In the last 18 months or so, the film has been shaped up, shortened (from an "epic version" which ran nearly for three hours), but also "tested" during two work in progress screenings at the cinematheque of Copenhagen (played to a full house) and the Stadtkino in Basel, Switzerland.
The third sneak preview of the film will be at the Essay Film Festival in London and can be booked here.
Yusef Sayed on the film:
"Filmfarsi was the cinema of a nation with a split personality”, says filmmaker Ehsan Khoshbakht in this film-critical history of Iran under the Shah.
Khoshbakht’s found-footage essay film Filmfarsi salvages low budget thrillers and melodramas suppressed following the 1979 Islamic revolution. These films defined Iranian cinema in the 1960s and 70s, when the industry shared an equal percentage of the market with the USA. Little more than VHS rips remain.
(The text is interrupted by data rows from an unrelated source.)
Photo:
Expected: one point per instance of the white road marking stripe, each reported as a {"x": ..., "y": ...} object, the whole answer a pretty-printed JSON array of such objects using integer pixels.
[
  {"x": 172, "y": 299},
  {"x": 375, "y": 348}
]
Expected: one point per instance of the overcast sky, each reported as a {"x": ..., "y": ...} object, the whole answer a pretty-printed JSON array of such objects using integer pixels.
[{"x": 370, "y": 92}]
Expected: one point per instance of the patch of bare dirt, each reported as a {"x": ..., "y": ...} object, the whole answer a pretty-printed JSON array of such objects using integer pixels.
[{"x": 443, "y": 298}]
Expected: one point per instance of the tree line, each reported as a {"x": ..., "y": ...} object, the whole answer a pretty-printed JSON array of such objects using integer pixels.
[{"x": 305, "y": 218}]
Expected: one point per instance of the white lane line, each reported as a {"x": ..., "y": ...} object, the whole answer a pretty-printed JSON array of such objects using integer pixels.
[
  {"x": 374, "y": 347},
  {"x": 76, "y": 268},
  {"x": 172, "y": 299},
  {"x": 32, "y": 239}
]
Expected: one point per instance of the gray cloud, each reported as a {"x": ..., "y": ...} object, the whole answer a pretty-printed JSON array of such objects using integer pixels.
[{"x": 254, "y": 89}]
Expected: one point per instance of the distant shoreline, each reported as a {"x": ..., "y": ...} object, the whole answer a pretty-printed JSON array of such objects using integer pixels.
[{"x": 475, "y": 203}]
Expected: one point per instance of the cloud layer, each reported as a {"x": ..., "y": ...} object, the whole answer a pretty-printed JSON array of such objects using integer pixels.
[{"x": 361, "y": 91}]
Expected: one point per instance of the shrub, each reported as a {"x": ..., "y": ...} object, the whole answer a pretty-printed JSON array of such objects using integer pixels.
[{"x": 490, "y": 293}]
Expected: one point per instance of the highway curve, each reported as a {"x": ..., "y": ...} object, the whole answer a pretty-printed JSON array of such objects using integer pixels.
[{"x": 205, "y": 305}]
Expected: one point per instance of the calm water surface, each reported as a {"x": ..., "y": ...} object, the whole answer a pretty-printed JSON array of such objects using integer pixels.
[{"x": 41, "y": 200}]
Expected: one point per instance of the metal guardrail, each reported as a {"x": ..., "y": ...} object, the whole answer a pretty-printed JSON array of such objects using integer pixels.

Khoshbakht here uncovers that which was thought destroyed. A cinema of titillation, action and big emotions, which also presented a troubling mirror for the country, as Iran struggled to reconcile its religious traditions with the turbulence of modernity, and the influences of the West. There are remakes and rip-offs, even a Persian Vertigo. The often cheap, sleazy and derivative films offer an insight into Iran’s psyche.